Ru-doped MOF-templated CeMnOx catalysts for efficient oxidation of chlorobenzene: synergistic effects of active oxygen species and acid sites

Abstract

In this study, CeMnO_x was synthesized via a metal–organic framework (MOF)-templated method. Ru doping was subsequently employed to prepare a series of RuCeMnO_x catalysts. The RuCeMnO_x catalyst with 0.8 wt% Ru (RuCeMnO_x-0.8 wt%) demonstrated optimal catalytic activity for chlorobenzene oxidation, achieving 99% chlorobenzene conversion at 268 °C and 97% CO₂ selectivity at 300 °C (reaction conditions: 500 ppm chlorobenzene, 30 000 h⁻¹ gas hourly space velocity, and 10 vol% O₂).
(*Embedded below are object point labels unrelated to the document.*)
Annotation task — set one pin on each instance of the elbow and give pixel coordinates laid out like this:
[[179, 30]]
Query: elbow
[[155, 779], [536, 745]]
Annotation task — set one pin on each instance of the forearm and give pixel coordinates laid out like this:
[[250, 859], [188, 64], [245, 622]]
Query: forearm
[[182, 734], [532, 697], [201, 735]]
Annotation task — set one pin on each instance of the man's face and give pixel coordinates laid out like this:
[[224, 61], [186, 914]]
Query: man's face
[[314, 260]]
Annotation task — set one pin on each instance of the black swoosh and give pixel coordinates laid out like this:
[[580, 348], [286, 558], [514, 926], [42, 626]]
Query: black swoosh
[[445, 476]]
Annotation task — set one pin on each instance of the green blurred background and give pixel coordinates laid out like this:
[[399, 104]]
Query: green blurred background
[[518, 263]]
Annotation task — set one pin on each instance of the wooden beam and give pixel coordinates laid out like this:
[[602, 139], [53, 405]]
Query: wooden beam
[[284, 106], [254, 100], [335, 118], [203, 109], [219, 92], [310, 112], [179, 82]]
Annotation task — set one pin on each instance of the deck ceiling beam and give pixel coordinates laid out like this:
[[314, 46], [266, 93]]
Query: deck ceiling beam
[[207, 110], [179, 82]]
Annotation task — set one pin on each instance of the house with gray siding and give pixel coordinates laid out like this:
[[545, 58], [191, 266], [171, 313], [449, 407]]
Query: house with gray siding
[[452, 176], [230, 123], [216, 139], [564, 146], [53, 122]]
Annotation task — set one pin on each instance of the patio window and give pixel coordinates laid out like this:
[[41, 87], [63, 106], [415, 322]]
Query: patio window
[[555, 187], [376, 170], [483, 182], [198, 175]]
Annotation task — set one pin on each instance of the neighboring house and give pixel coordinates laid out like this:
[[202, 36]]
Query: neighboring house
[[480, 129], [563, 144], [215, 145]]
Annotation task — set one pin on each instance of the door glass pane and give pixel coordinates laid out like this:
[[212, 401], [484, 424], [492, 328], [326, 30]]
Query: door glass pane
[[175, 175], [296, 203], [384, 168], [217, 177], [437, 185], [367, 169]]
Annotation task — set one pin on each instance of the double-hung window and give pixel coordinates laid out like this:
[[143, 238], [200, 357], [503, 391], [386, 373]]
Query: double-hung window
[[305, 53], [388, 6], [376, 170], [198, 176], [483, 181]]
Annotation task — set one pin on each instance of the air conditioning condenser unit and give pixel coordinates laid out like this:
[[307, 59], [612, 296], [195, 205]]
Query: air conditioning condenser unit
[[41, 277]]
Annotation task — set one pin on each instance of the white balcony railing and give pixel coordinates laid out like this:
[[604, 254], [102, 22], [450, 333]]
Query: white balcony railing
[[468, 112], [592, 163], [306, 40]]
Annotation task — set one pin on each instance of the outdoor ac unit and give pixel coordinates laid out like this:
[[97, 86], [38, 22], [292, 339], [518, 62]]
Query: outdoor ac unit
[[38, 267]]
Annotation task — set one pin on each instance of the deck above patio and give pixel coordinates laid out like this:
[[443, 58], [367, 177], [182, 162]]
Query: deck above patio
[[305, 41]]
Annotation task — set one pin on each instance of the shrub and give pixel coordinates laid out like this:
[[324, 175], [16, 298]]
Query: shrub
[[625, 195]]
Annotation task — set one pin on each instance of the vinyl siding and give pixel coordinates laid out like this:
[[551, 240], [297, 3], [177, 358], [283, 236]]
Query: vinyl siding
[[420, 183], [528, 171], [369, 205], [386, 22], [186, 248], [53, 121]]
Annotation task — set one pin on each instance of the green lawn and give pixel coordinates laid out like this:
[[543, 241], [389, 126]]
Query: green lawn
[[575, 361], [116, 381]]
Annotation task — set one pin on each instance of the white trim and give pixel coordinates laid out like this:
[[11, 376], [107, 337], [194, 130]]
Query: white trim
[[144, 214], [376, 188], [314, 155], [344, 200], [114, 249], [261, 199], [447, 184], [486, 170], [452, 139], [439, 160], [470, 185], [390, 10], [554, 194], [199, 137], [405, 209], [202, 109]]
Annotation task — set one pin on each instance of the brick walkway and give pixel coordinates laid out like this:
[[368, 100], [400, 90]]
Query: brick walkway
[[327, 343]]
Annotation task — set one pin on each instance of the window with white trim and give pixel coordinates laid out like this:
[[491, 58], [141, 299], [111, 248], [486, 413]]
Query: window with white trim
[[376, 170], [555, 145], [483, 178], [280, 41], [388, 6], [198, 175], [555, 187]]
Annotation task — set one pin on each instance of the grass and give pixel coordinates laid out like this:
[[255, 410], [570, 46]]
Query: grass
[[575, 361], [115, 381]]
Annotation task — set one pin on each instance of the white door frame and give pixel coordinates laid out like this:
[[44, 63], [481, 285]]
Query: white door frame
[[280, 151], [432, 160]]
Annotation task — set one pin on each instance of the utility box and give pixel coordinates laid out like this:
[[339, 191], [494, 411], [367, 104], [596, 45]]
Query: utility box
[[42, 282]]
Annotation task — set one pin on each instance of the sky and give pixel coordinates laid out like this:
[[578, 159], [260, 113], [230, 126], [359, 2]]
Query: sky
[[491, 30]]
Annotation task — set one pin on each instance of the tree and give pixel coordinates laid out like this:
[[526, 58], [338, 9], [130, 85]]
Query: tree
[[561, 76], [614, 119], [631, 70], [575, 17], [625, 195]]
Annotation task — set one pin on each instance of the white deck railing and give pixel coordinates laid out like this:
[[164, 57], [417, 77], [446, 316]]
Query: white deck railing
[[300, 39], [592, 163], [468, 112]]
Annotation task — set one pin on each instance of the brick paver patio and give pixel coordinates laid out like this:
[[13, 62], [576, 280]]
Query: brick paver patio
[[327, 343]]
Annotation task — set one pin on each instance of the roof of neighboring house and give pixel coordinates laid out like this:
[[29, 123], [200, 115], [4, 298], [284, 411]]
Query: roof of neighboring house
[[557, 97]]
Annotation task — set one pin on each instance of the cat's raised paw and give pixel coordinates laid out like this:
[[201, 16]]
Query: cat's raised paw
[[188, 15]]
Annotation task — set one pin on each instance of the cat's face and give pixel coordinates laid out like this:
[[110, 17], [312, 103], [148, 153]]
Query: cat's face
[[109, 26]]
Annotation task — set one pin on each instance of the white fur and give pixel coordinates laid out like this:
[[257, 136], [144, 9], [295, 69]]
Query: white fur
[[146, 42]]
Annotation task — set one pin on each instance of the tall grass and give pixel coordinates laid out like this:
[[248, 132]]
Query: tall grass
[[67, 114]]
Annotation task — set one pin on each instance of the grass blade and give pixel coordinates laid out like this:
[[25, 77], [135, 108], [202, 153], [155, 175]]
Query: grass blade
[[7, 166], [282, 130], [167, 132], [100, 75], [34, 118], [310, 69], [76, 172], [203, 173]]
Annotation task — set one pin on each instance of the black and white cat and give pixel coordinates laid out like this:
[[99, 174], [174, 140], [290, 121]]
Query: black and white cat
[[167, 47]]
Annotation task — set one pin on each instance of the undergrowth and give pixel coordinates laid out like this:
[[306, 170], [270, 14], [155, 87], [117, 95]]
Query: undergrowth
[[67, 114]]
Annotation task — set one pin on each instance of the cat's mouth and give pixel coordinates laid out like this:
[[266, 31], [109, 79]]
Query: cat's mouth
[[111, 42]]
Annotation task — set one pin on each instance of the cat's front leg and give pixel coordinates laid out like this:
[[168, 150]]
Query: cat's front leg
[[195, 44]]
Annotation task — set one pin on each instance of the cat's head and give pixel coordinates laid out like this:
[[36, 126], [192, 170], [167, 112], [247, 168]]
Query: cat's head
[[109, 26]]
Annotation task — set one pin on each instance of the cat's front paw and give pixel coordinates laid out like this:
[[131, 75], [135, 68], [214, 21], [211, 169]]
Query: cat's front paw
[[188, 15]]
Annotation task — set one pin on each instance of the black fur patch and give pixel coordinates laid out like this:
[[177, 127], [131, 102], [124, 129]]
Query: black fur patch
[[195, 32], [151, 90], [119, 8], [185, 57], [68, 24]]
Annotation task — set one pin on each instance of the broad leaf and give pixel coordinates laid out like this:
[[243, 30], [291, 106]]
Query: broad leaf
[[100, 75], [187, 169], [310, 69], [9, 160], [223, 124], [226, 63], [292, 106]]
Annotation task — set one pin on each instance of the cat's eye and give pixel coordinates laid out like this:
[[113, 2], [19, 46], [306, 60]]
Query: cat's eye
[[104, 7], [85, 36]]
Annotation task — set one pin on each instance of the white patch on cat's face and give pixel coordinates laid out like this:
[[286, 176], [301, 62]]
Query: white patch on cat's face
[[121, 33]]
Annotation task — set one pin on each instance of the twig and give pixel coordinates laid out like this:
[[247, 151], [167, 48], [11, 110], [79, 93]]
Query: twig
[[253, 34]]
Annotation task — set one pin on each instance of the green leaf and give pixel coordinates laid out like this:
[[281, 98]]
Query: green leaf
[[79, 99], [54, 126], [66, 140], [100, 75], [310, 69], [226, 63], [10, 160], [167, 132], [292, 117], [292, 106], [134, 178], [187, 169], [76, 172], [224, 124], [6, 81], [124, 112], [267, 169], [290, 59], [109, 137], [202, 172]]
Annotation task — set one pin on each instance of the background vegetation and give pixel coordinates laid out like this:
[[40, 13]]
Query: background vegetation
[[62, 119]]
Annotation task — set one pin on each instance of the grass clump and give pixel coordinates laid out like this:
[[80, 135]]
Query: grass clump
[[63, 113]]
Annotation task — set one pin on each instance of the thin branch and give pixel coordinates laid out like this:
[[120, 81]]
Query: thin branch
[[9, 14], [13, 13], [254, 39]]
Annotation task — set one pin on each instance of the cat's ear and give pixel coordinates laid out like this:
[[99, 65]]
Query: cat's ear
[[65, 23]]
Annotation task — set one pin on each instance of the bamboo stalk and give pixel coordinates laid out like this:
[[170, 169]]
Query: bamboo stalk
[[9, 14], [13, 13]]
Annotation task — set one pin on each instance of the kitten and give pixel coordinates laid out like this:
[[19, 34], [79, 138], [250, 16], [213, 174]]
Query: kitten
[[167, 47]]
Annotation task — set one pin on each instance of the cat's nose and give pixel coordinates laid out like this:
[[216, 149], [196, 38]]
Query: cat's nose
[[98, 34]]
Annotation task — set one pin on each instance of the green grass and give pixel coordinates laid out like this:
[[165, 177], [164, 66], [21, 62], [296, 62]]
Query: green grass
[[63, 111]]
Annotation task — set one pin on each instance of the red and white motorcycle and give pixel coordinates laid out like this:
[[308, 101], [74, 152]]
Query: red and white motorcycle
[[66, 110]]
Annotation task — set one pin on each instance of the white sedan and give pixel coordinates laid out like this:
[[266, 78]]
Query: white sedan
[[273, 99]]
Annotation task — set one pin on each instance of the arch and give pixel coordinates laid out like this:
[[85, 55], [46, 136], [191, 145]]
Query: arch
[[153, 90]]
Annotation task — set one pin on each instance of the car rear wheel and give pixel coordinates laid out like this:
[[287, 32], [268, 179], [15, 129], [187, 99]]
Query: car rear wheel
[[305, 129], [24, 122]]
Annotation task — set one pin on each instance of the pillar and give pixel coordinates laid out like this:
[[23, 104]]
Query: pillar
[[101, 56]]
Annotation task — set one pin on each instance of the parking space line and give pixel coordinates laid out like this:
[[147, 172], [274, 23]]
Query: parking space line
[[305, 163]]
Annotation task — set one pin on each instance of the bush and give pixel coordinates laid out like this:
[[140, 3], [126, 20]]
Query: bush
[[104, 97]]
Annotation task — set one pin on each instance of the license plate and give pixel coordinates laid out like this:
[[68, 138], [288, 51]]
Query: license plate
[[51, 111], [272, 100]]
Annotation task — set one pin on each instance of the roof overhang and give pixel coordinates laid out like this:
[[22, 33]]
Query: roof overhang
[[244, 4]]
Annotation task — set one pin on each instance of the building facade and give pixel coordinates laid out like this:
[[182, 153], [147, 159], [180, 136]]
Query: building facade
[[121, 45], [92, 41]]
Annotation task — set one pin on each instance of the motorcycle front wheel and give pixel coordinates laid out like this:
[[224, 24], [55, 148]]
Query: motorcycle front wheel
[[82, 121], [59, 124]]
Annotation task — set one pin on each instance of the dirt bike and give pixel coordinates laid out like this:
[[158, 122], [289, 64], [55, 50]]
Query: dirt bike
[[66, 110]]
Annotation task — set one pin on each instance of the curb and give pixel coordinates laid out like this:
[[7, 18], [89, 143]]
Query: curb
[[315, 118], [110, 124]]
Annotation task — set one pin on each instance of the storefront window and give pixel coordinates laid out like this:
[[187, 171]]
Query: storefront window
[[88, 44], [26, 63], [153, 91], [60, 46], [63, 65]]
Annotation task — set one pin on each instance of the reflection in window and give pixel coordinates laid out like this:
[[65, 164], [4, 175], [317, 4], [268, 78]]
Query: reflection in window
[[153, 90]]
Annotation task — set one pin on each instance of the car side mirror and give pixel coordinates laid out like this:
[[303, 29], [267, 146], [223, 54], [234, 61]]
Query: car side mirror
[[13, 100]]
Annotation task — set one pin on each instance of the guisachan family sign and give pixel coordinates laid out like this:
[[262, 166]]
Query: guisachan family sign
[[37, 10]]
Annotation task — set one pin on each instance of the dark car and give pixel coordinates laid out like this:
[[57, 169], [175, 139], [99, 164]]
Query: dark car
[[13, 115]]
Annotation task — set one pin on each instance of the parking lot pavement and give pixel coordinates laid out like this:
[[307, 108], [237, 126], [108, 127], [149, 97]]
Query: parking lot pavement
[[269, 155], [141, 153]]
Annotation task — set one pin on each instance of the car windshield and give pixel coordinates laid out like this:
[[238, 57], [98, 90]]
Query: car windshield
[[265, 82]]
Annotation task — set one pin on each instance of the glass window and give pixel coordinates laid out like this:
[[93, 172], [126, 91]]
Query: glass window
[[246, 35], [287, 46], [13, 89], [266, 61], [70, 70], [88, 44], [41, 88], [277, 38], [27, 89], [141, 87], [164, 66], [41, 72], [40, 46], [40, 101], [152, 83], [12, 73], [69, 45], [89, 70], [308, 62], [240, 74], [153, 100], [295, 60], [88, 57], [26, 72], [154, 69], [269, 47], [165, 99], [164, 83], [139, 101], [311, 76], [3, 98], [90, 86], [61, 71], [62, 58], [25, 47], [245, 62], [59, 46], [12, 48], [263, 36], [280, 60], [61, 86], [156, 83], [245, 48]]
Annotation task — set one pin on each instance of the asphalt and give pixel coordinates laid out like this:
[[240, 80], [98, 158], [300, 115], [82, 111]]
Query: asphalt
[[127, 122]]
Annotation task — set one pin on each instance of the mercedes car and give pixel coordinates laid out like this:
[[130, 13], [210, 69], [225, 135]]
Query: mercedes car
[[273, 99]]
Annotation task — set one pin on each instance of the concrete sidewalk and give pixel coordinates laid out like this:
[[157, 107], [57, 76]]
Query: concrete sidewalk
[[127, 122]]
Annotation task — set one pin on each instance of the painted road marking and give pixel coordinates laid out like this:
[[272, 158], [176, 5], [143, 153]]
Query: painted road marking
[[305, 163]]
The temperature required for 90% chlorobenzene conversion decreased by 80 °C compared to that for the CeMnO_x catalyst. XRD, Raman, XPS, and O₂-TPD analyses were conducted to investigate the relationship between the oxidative activity of the RuCeMnO_x-0.8 wt% catalyst and its physicochemical properties. The results revealed that the electronic interactions and synergistic effects among Ru, Mn, and Ce promoted the formation of oxygen vacancies and improved oxygen migration capacity, thereby elevating the concentration of active oxygen species in the catalyst. Notably, Py-IR and GC-MS analyses demonstrated that these synergistic effects simultaneously increased surface acid sites and improved HCl selectivity, effectively suppressing the formation of polychlorinated by-products such as trichloroethylene and dichlorobenzene. In situ DRIFTS analysis further elucidated the reaction mechanism of chlorobenzene oxidation over the RuCeMnO_x catalyst. This work provides an efficient and stable strategy for the catalytic oxidation of CVOCs.